P.R. Mio padre era geometra, io da piccolo volevo fare l'architetto, e l'esame che più mi ricordo del Dams è guarda caso quello di urbanistica! Per cui, mi viene sempre da dire che i MURI più che le persone determinano un modo di essere. Se mi chiedi cosa recuperare o se recuperare, io ti dico: sì, degli spazi. Gli spazi sono opportunità, sono estetica, sono cultura. Ci credo profondamente. A me hanno offerto tante volte di rifare il Gran Pavese, ma questo no, non trovo che abbia senso. Non si recuperano delle situazioni, ma si possono recuperare degli spazi, fisici.  Non farei mai qualcosa dal sapore nostalgico, no, assolutamente!  Però, cos'era in fondo il Gran Pavese? Era una ricetta, anche piuttosto banale se vuoi, di giustapposizione di storie, facce, personaggi, diverse tra loro. Era proprio LA varietà, più che IL varietà. Noi mettevamo insieme un intellettuale che faceva una miniconferenza, con un boxer che faceva un'esibizione; una ballerina con uno spogliarellista, o un cantante, perché era bello, aveva un sapore antropologico. Certo, quella ricetta può essere ancora valida, ma dovrebbe avere altri contenuti. 

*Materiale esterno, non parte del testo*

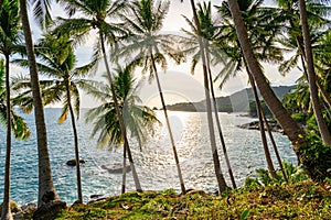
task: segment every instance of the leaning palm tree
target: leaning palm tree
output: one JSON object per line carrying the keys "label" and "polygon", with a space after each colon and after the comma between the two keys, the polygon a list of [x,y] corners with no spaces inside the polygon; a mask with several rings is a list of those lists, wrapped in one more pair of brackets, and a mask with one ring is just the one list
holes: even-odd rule
{"label": "leaning palm tree", "polygon": [[310,96],[312,101],[312,108],[316,116],[316,120],[323,140],[324,144],[331,146],[331,134],[329,128],[323,120],[321,105],[318,96],[318,87],[316,84],[317,77],[314,73],[313,66],[313,57],[312,57],[312,50],[311,50],[311,41],[310,41],[310,33],[308,26],[308,18],[307,18],[307,9],[306,2],[303,0],[299,0],[299,8],[300,8],[300,20],[301,20],[301,29],[303,33],[303,42],[305,42],[305,57],[308,70],[308,84],[310,89]]}
{"label": "leaning palm tree", "polygon": [[118,56],[121,57],[125,55],[131,58],[135,66],[142,67],[142,73],[149,73],[150,78],[156,77],[178,169],[181,191],[182,194],[185,194],[184,180],[157,67],[157,64],[160,64],[166,70],[167,59],[164,54],[169,54],[170,56],[173,55],[170,46],[173,43],[171,41],[172,36],[159,33],[162,29],[162,23],[169,10],[169,6],[170,1],[132,1],[128,12],[124,14],[124,21],[132,36],[126,42]]}
{"label": "leaning palm tree", "polygon": [[[181,1],[183,1],[183,0],[181,0]],[[223,193],[226,190],[227,186],[226,186],[224,176],[222,174],[217,147],[216,147],[215,134],[214,134],[213,116],[212,116],[213,112],[212,112],[210,85],[209,85],[210,84],[209,70],[207,70],[207,66],[206,66],[206,53],[205,53],[205,48],[203,46],[202,28],[199,22],[195,3],[193,0],[191,0],[190,3],[191,3],[192,12],[193,12],[193,20],[194,20],[194,24],[196,28],[199,48],[200,48],[201,59],[202,59],[206,111],[207,111],[210,141],[211,141],[211,147],[212,147],[212,154],[213,154],[214,169],[215,169],[215,175],[216,175],[216,179],[218,183],[218,190],[220,190],[220,193]]]}
{"label": "leaning palm tree", "polygon": [[[235,183],[234,175],[233,175],[233,172],[231,168],[231,163],[229,163],[229,158],[227,155],[225,140],[223,136],[221,120],[218,117],[218,110],[217,110],[218,108],[217,108],[217,103],[216,103],[216,97],[215,97],[215,92],[214,92],[214,84],[213,84],[212,72],[211,72],[212,59],[213,61],[223,61],[223,59],[225,59],[224,58],[225,54],[220,48],[220,46],[217,44],[215,44],[215,41],[214,41],[215,38],[217,38],[217,35],[220,34],[220,29],[217,26],[218,24],[216,23],[216,21],[212,18],[211,2],[209,2],[209,3],[203,2],[203,4],[199,3],[197,9],[199,9],[197,10],[199,22],[200,22],[200,25],[203,26],[201,31],[202,31],[202,36],[203,36],[203,46],[206,52],[206,67],[207,67],[207,72],[209,72],[209,80],[210,80],[212,102],[213,102],[213,108],[214,108],[214,116],[215,116],[215,120],[216,120],[216,125],[217,125],[217,130],[218,130],[218,135],[220,135],[220,140],[221,140],[224,158],[225,158],[227,170],[228,170],[228,176],[232,182],[233,188],[236,188],[236,183]],[[183,37],[181,40],[181,44],[184,47],[184,51],[182,51],[181,53],[193,54],[193,55],[191,55],[192,56],[191,70],[192,70],[192,74],[194,74],[195,66],[196,66],[199,59],[201,59],[201,53],[200,53],[200,47],[199,47],[199,42],[197,42],[197,37],[199,37],[197,30],[196,30],[193,21],[190,21],[186,16],[184,16],[184,18],[185,18],[188,24],[190,25],[191,31],[182,30],[188,35],[188,37]]]}
{"label": "leaning palm tree", "polygon": [[[12,109],[10,101],[10,56],[15,52],[15,47],[20,42],[20,16],[19,6],[17,1],[6,0],[1,2],[2,7],[0,10],[0,54],[3,54],[6,64],[1,59],[1,81],[3,77],[3,68],[6,68],[6,92],[2,90],[2,95],[6,95],[6,117],[7,119],[7,153],[6,153],[6,168],[4,168],[4,195],[1,219],[12,219],[10,212],[10,156],[11,156],[11,121],[12,121]],[[3,81],[2,81],[3,82]],[[3,111],[2,111],[3,112]]]}
{"label": "leaning palm tree", "polygon": [[57,26],[54,30],[57,34],[66,34],[68,33],[71,36],[75,36],[76,43],[82,43],[86,40],[86,36],[90,33],[90,31],[96,30],[98,33],[98,37],[95,44],[95,53],[93,55],[93,61],[99,61],[103,58],[106,73],[108,76],[108,81],[110,86],[110,91],[114,98],[116,114],[119,118],[120,123],[120,134],[124,138],[125,147],[128,152],[129,162],[132,168],[132,175],[136,184],[136,189],[141,191],[140,182],[138,178],[138,174],[135,168],[134,158],[131,155],[129,142],[127,140],[126,127],[122,119],[122,113],[120,112],[118,100],[116,97],[116,91],[114,87],[113,76],[110,73],[110,66],[108,63],[106,46],[109,45],[111,47],[115,46],[117,41],[126,36],[126,32],[124,31],[124,24],[120,23],[110,23],[107,22],[109,20],[118,20],[119,12],[126,9],[126,1],[124,0],[58,0],[61,3],[65,6],[65,10],[68,15],[72,16],[79,11],[83,15],[81,18],[70,18],[62,19],[58,18]]}
{"label": "leaning palm tree", "polygon": [[[271,16],[268,14],[273,14],[275,10],[261,8],[263,1],[238,1],[239,8],[245,20],[245,24],[249,30],[249,40],[254,42],[252,44],[253,51],[255,52],[255,56],[258,61],[264,62],[279,62],[282,59],[281,51],[275,45],[276,33],[279,32],[279,26],[275,25],[270,22]],[[227,81],[231,76],[235,76],[236,72],[241,70],[242,67],[246,68],[248,74],[249,82],[252,85],[254,91],[254,98],[257,106],[257,113],[259,118],[259,127],[260,127],[260,135],[263,141],[263,147],[265,152],[266,162],[268,165],[268,169],[273,176],[273,178],[277,178],[276,170],[274,168],[273,160],[269,153],[268,142],[265,133],[265,120],[263,119],[263,110],[260,108],[259,98],[257,96],[257,89],[252,78],[252,74],[248,69],[247,62],[242,53],[242,47],[238,44],[237,36],[235,34],[235,28],[232,22],[231,12],[228,9],[228,4],[226,2],[222,3],[222,7],[218,8],[220,13],[224,20],[224,25],[221,26],[222,33],[220,34],[218,42],[220,46],[224,50],[224,52],[228,55],[227,65],[221,70],[220,75],[216,78],[223,77],[221,87]],[[263,30],[263,31],[261,31]],[[233,68],[228,68],[232,66]],[[269,134],[271,134],[269,132]],[[273,140],[273,136],[270,135]],[[274,142],[273,142],[274,143]],[[282,169],[282,163],[278,154],[278,150],[276,145],[274,145],[275,153],[277,155],[278,164]],[[285,172],[284,178],[286,179]]]}
{"label": "leaning palm tree", "polygon": [[[41,99],[38,67],[35,62],[33,41],[32,41],[30,21],[29,21],[28,9],[26,9],[28,2],[26,0],[20,0],[19,3],[20,3],[22,28],[24,32],[25,47],[26,47],[28,59],[29,59],[29,69],[30,69],[31,87],[33,94],[33,106],[34,106],[34,120],[35,120],[36,136],[38,136],[38,160],[39,160],[38,207],[39,210],[35,212],[35,217],[36,217],[45,212],[43,210],[43,207],[47,207],[47,206],[63,207],[65,205],[58,201],[60,198],[53,184],[50,155],[47,148],[44,108]],[[39,18],[39,21],[42,22],[43,19],[46,20],[50,19],[49,6],[50,6],[49,0],[39,0],[35,2],[34,14],[36,15],[36,18]],[[57,209],[49,209],[49,210],[58,211]]]}
{"label": "leaning palm tree", "polygon": [[284,129],[286,135],[292,142],[295,146],[295,151],[299,157],[302,157],[302,152],[299,151],[301,146],[306,145],[305,141],[305,132],[303,130],[293,121],[293,119],[288,114],[281,102],[277,99],[270,86],[268,85],[263,70],[259,66],[258,61],[256,59],[254,52],[252,50],[252,45],[248,38],[247,29],[245,26],[244,20],[242,18],[242,13],[236,0],[228,0],[229,10],[234,20],[234,24],[236,28],[236,33],[238,36],[238,41],[241,43],[241,47],[243,48],[243,53],[245,59],[247,62],[248,68],[256,81],[256,85],[266,101],[267,106],[271,110],[274,117],[278,120],[281,128]]}
{"label": "leaning palm tree", "polygon": [[[61,48],[61,50],[60,50]],[[43,88],[43,100],[45,105],[62,101],[62,114],[57,122],[63,123],[67,116],[71,116],[71,122],[74,133],[75,144],[75,160],[76,160],[76,175],[77,175],[77,202],[83,202],[81,166],[79,166],[79,147],[78,135],[76,129],[76,120],[79,118],[79,90],[78,87],[84,87],[85,78],[88,73],[94,70],[94,63],[77,67],[76,57],[68,36],[62,35],[54,37],[54,35],[46,34],[44,38],[40,40],[35,47],[35,53],[40,62],[38,63],[39,70],[45,75],[47,80],[41,80]],[[26,59],[15,59],[15,63],[28,67]],[[23,87],[24,81],[17,84],[17,87]],[[26,85],[25,85],[26,86]],[[26,92],[24,92],[26,96]],[[29,105],[25,105],[29,107]],[[28,108],[26,110],[31,110]]]}
{"label": "leaning palm tree", "polygon": [[[153,131],[153,124],[159,122],[154,112],[145,106],[138,106],[141,102],[140,98],[136,95],[139,86],[135,86],[136,81],[131,77],[131,67],[127,66],[121,68],[119,65],[115,69],[116,77],[114,78],[114,86],[119,108],[124,114],[125,124],[131,134],[131,138],[138,141],[141,145],[147,140],[147,134]],[[107,76],[104,75],[104,78]],[[93,82],[88,87],[88,94],[102,102],[99,107],[90,109],[86,113],[86,122],[92,122],[94,129],[92,136],[98,133],[97,146],[119,146],[124,143],[122,135],[120,134],[120,124],[116,113],[114,99],[111,97],[109,85],[104,82]],[[126,147],[124,147],[124,182],[122,191],[125,193],[126,183]]]}

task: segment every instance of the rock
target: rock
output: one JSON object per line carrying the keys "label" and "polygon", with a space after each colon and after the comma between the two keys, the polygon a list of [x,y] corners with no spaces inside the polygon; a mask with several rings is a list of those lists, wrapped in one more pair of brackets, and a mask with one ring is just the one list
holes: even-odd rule
{"label": "rock", "polygon": [[[121,164],[113,164],[113,165],[102,165],[103,169],[106,169],[109,174],[122,174],[122,165]],[[131,166],[127,166],[127,173],[131,170]]]}
{"label": "rock", "polygon": [[[85,161],[83,158],[79,158],[79,164],[85,164]],[[73,158],[73,160],[67,161],[66,165],[68,165],[68,166],[76,166],[76,160]]]}
{"label": "rock", "polygon": [[[13,200],[10,200],[10,210],[11,210],[11,213],[17,213],[19,211],[22,211],[22,209],[20,208],[20,206],[14,202]],[[1,217],[1,213],[2,213],[2,204],[0,205],[0,217]]]}
{"label": "rock", "polygon": [[36,210],[35,204],[28,204],[21,207],[22,210],[13,215],[14,220],[26,220],[32,219],[33,212]]}
{"label": "rock", "polygon": [[90,195],[89,196],[89,198],[90,199],[98,199],[98,198],[100,198],[100,197],[103,197],[104,195],[102,195],[102,194],[94,194],[94,195]]}
{"label": "rock", "polygon": [[207,194],[202,189],[188,189],[186,195],[199,194],[200,196],[207,196]]}
{"label": "rock", "polygon": [[65,208],[64,201],[53,200],[39,207],[32,218],[33,220],[53,220],[54,216]]}
{"label": "rock", "polygon": [[[277,122],[268,121],[268,124],[269,124],[269,128],[270,128],[271,131],[284,134],[284,130],[281,129],[281,127]],[[241,125],[237,125],[237,127],[241,128],[241,129],[247,129],[247,130],[259,130],[259,122],[258,121],[253,121],[253,122],[241,124]],[[266,124],[265,124],[265,129],[267,130]]]}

Ci sono invece aspetti preziosissimi che sono rimasti, negli anni, come il volontariato, che a Bologna è senz'altro molto forte. Sono cambiate le agenzie. Io per alcuni anni  ho seguito ad esempio il lavoro della Coop per i soci, insieme ad Arcigola e Slowfood.  SI parte da bisogni primari (la salute, quello che si mangia) legati all'aggregazione (dove lo si mangia?), ad altri bisogni (economici, spendere meno), controllare ciò che si mangia, ecc.. Uno dei discorsi politici più interessanti che ho sentito negli ultimi anni è stato proprio da parte di un presidente di Slowfood, su globalizzazione, economia e politica, intorno al cibo, che era un discorso completo, convincente. Insomma, bisogna inventarsi qualcosa di nuovo. Se tornassimo ad aprire una sala di liscio, ci andrebbero in pochi! E' difficile inventarsi nuovi modelli di aggregazione. L'osteria resiste, ma è un modello vecchio come il cucco! Le latterie non ci sono più, invece erano luoghi stupendi. Vere agenzie di assistenza sociale!

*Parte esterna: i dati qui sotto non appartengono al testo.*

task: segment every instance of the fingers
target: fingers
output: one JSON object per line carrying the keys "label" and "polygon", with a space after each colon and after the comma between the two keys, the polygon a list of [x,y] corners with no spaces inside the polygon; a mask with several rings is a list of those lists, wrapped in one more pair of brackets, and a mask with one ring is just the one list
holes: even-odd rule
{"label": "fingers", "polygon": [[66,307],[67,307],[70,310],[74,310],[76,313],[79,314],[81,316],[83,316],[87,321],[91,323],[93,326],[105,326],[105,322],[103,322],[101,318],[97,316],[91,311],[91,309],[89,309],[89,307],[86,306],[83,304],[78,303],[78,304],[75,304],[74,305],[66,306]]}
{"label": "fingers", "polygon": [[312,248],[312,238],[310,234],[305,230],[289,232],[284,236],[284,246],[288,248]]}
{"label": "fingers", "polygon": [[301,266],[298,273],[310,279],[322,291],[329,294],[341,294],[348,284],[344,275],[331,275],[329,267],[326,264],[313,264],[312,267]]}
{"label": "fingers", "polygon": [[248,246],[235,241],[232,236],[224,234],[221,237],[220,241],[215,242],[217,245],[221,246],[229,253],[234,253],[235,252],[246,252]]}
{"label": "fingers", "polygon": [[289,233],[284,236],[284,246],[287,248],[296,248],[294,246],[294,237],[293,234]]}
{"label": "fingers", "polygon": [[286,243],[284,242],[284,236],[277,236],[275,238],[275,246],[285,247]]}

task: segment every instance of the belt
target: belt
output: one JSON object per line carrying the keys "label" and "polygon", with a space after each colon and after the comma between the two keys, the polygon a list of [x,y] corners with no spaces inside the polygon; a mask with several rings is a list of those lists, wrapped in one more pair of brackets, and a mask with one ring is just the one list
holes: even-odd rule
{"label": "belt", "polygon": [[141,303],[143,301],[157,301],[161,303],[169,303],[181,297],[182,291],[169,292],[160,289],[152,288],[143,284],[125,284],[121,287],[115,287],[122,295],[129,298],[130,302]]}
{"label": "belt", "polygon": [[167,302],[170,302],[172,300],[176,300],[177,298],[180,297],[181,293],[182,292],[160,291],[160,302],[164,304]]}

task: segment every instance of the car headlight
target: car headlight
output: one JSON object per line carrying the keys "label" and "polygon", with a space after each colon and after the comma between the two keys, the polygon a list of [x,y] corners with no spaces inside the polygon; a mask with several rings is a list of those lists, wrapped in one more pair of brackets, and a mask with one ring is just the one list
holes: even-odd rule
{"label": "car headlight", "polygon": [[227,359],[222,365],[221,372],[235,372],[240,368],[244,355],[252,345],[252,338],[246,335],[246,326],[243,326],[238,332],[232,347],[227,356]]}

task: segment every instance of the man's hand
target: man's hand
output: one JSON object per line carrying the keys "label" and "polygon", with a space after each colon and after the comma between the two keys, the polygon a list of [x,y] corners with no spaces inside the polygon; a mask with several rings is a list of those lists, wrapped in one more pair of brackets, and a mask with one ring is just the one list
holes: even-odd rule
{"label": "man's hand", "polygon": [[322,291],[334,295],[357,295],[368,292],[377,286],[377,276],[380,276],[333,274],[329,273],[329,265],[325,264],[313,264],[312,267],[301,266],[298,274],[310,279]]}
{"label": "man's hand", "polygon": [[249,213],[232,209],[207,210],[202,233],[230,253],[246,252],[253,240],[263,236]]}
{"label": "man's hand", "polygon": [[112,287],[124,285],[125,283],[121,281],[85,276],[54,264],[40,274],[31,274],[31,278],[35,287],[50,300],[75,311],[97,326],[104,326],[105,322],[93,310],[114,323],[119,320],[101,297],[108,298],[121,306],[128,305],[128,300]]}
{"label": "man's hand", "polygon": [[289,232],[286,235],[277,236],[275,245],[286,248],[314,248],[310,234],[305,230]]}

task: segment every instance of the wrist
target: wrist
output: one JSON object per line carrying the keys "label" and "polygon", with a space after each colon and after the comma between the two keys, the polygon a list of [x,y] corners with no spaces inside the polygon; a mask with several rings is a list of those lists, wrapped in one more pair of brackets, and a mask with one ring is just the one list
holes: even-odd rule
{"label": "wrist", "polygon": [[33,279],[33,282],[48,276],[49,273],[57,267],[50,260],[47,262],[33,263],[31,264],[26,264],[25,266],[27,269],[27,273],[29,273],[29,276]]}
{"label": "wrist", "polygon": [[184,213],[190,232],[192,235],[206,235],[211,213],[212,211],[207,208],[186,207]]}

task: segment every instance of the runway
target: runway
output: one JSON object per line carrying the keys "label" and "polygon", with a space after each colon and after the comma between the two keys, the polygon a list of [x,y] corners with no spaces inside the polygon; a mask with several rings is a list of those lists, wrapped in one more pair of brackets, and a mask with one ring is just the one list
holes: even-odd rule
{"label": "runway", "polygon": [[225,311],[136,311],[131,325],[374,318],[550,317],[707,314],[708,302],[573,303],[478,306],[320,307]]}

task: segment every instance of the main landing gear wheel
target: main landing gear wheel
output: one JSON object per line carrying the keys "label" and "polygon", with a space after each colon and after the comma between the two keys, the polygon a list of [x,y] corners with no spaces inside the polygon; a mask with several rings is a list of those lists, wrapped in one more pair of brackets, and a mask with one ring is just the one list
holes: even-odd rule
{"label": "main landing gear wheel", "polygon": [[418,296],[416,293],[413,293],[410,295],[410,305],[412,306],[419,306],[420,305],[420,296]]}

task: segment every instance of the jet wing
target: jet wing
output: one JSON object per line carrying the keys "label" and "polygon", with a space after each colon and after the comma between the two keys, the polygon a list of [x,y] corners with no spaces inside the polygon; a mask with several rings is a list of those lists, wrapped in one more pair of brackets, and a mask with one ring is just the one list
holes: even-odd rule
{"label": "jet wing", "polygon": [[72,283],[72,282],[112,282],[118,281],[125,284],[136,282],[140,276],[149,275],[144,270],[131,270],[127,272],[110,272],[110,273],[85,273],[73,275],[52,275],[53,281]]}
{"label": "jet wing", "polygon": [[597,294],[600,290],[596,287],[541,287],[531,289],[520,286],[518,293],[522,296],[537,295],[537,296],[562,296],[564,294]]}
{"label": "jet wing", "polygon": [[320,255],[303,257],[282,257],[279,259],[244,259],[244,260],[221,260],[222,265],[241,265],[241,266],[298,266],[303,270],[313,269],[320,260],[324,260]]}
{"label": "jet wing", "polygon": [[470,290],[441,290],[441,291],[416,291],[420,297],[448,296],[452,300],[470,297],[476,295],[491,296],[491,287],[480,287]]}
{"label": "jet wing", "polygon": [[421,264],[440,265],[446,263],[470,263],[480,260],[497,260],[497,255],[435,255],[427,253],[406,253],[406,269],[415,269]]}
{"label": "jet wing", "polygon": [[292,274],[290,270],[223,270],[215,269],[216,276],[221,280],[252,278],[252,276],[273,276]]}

S.M. Purtroppo l'individualismo è arrivato anche nei luoghi pubblici. Ci sono, ma ognuno ci va per conto suo. Ogni gruppo chiuso al suo interno.

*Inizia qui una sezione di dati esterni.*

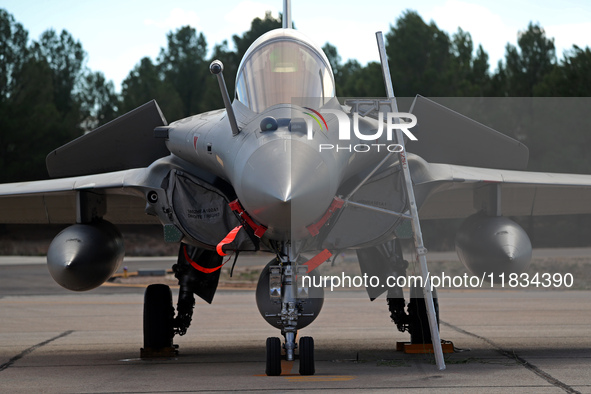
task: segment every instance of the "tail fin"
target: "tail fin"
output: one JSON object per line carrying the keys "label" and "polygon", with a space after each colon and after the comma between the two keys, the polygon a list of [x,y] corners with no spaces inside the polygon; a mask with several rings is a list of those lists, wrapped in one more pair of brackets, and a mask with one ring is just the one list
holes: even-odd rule
{"label": "tail fin", "polygon": [[283,28],[291,29],[291,0],[283,0]]}
{"label": "tail fin", "polygon": [[168,156],[154,128],[167,122],[155,100],[57,148],[47,155],[49,176],[62,178],[147,167]]}

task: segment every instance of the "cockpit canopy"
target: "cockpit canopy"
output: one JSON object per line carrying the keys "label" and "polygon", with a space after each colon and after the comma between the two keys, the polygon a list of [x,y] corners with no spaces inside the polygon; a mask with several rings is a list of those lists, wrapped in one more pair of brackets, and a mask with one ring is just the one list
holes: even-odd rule
{"label": "cockpit canopy", "polygon": [[291,104],[295,98],[319,108],[333,97],[334,76],[326,55],[293,29],[259,37],[238,68],[236,98],[254,112]]}

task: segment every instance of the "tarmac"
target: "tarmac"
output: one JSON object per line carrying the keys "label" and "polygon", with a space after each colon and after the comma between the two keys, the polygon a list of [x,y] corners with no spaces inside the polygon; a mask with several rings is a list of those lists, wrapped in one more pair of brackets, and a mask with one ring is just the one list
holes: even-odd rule
{"label": "tarmac", "polygon": [[[328,292],[313,336],[316,374],[298,361],[265,376],[265,339],[253,290],[220,290],[198,301],[178,357],[142,360],[143,288],[104,285],[72,293],[36,258],[0,258],[0,392],[441,392],[591,393],[591,292],[439,290],[441,337],[456,348],[437,369],[433,355],[396,351],[408,335],[384,298]],[[169,268],[170,259],[129,259]],[[576,278],[575,278],[576,279]],[[173,290],[173,295],[176,290]]]}

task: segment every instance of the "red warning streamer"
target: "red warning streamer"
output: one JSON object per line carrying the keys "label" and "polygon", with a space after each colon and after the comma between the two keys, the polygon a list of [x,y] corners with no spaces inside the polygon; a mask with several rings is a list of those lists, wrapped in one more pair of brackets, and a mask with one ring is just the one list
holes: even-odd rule
{"label": "red warning streamer", "polygon": [[227,253],[224,253],[222,247],[234,241],[234,239],[236,239],[236,234],[238,234],[238,231],[240,231],[241,228],[242,226],[234,227],[234,229],[230,231],[228,235],[226,235],[226,238],[222,239],[218,246],[216,246],[215,250],[218,252],[220,256],[228,255]]}

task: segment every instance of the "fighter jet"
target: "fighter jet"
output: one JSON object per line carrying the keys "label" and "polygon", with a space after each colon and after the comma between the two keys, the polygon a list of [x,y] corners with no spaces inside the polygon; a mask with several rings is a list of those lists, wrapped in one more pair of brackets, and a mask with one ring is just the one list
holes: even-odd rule
{"label": "fighter jet", "polygon": [[[391,92],[341,103],[326,55],[291,28],[285,3],[283,28],[245,53],[233,100],[223,64],[211,63],[225,108],[169,124],[151,101],[49,153],[53,179],[0,185],[0,222],[71,224],[47,261],[73,291],[117,270],[118,224],[160,223],[164,239],[179,244],[176,311],[168,286],[147,288],[142,356],[174,351],[195,295],[212,302],[232,253],[270,255],[256,302],[284,340],[267,339],[266,373],[299,357],[300,373],[311,375],[314,341],[296,337],[320,313],[323,289],[303,278],[318,276],[336,252],[355,250],[361,271],[380,280],[404,276],[398,239],[409,223],[424,258],[419,216],[466,218],[457,250],[473,273],[522,272],[531,243],[503,214],[591,213],[591,176],[523,171],[523,144],[434,101],[418,96],[408,113]],[[407,305],[400,287],[367,290],[372,299],[387,292],[412,342],[439,342],[429,297],[413,290]]]}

P.R. Non ci sono più luoghi in cui incontrarsi. Quei posti in cui, finito di lavorare, tu passi e io anche. E ci si ritrova lì. Ci sono locali molto chiusi, che attirano persone e ne respingono altre. Una volta non era così. Il bar del Circolo Pavese, era il bar di Guerre Stellari! C'erano cinquanta tipi di mostri, di generazioni diverse. C'era la prostituta di 60 anni insieme all'impeccabile manager. Quando io ero studente, potevo incontrare gente di 50, di 70 anni. Oggi, io non riesco più ad incontrare giovani studenti. Siamo tutte tribù separate. Via del Pratello era un covo della gente più diversa, compresi grandi intellettuali. C'erano grandi cacciatori, e la lega animalista! Facevano grandi litigate, e andava benissimo. Quella società era un progetto politico e culturale. Oggi tutto questo non c'è più, e non si riesce più a mettersi d'accordo nemmeno su questioni basilari come la salute, la chiusura o meno del centro storico. Tutto è rigidamente diviso in destra e sinistra, come se non vi fossero altri parametri. Questo è assolutamente pazzesco. I polmoni di uno di destra sono come quelli di uno di sinistra! Certo, ci possono essere soluzioni diverse, ma oggi non si riesce più a costruire un dibattito serio, e questo la dice lunga sull'incattivimento delle relazioni. C'è una borghesia livorosa. Probabilmente quella che  in 50 anni di governo della sinistra ha sofferto molto, e posso anche capirla. Purtroppo, non è venuta fuori una buona dialettica, costruttiva. I rapporti si sono irrigiditi su posizioni anche preconcette. Adesso c'è un po' un'oligarchia decisionale, che evita i conflitti. E' saltata la mediazione di un partito che aveva radici nel territorio, ed è venuto fuori un bel casino! Secondo me le prospettive non sono eccezionali.

Dunque, per tornare alla tua domanda iniziale, su quali siano le caratteristiche peculiari di una identità bolognese, mi vengono in mente più elementi paesaggistici che culturali o sociali!